Fatigue crack propagation behavior and damage mechanism of Ti-Mo-Cr-V-Nb-Al alloy in the near-threshold region

To meet the requirements of damage tolerance design for high-strength and high-toughness metastable β titanium alloys, it is of vital significance to regulate and obtain an appropriate microstructure for enhancing the fatigue resistance of such titanium alloys. This work mainly conducts a comparative study on the fatigue crack growth threshold value ΔK_th of a novel high-strength and high-toughness Ti-Mo-Cr-V-Nb-Al titanium alloy with basketweave and bi-modal microstructures, exploring the influence of its microstructure on fatigue crack initiation and growth behavior and the corresponding damage mechanism. It is discovered that equiaxed α_P phases are more prone to causing crack deflection compared with coarse lamellar α_P phases. Furthermore, the crack resistance of this alloy mainly originates from the crack deflection induced by α_P phases and the crack tip blunting caused by α_S phases.
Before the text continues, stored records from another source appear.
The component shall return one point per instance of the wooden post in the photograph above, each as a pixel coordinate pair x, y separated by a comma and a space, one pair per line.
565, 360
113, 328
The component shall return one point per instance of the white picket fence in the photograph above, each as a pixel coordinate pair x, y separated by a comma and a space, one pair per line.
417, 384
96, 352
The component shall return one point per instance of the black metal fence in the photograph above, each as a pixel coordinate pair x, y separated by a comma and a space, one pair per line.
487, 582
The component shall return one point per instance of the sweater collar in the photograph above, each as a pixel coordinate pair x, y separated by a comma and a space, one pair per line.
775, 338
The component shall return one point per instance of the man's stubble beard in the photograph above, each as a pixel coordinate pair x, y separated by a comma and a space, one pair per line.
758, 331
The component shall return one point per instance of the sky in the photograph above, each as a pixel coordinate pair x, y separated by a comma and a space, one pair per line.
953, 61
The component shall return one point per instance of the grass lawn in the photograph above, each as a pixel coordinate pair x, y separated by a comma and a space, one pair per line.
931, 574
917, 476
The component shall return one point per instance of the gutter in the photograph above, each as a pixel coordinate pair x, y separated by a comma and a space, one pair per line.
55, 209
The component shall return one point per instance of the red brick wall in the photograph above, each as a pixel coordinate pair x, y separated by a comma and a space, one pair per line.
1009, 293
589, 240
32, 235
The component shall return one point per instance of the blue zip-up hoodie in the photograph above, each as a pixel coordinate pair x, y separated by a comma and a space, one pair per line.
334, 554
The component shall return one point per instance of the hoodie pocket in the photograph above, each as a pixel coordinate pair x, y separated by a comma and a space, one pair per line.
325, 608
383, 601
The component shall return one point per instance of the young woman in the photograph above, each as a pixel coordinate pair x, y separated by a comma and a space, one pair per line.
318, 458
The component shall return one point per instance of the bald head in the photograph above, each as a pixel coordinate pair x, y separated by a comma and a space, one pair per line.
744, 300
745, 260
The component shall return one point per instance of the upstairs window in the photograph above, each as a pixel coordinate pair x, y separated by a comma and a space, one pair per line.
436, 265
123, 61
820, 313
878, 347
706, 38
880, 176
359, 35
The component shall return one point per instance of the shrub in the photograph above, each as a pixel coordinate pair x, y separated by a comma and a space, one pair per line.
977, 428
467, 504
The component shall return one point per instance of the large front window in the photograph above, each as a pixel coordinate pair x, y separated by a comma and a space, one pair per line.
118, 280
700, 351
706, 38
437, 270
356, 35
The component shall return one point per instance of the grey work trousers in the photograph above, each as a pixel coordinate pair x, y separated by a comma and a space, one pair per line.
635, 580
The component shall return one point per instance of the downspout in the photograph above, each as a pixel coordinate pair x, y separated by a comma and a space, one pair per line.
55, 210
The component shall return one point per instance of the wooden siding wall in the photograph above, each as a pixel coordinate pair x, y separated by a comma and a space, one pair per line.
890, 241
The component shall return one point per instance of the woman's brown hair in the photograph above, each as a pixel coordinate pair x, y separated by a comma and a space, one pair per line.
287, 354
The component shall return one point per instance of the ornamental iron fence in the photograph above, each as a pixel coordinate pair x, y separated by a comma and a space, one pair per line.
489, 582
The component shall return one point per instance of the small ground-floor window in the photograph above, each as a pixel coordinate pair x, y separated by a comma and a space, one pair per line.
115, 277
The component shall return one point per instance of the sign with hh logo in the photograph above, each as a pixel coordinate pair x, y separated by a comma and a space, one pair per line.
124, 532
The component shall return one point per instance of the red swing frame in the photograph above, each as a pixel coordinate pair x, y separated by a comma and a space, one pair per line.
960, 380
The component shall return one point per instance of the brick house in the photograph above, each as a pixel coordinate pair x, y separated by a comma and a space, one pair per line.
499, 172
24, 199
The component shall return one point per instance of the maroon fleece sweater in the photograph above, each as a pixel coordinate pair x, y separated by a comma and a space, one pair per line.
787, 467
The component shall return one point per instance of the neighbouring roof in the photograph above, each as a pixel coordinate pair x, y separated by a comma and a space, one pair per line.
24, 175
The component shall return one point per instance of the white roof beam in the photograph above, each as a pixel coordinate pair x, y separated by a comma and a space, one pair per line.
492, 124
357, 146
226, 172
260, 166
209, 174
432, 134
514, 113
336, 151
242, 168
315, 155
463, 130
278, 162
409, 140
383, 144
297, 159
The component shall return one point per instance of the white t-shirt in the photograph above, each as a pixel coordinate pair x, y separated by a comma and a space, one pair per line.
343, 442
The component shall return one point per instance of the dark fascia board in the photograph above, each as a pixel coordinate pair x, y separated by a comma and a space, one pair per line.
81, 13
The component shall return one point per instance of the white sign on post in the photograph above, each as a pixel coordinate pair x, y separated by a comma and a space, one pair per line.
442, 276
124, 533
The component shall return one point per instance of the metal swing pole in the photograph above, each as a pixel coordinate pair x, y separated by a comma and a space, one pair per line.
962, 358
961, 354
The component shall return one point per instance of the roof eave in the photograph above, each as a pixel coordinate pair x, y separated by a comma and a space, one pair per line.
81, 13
Based on the analysis of crack growth paths and slip traces, it is considered that basal slip provides a favorable path for crack growth, while second-order pyramidal slip exhibits greater resistance to crack growth. Additionally, microplastic deformation occurs in the α phase at the crack tip, resulting in lattice rotation. The residual dislocations in the α phase at the crack tip indicate the existence of slip transfer. Meanwhile, the phase boundaries serve as both sources and barriers for dislocations, which may lead to crack propagation along the phase boundaries.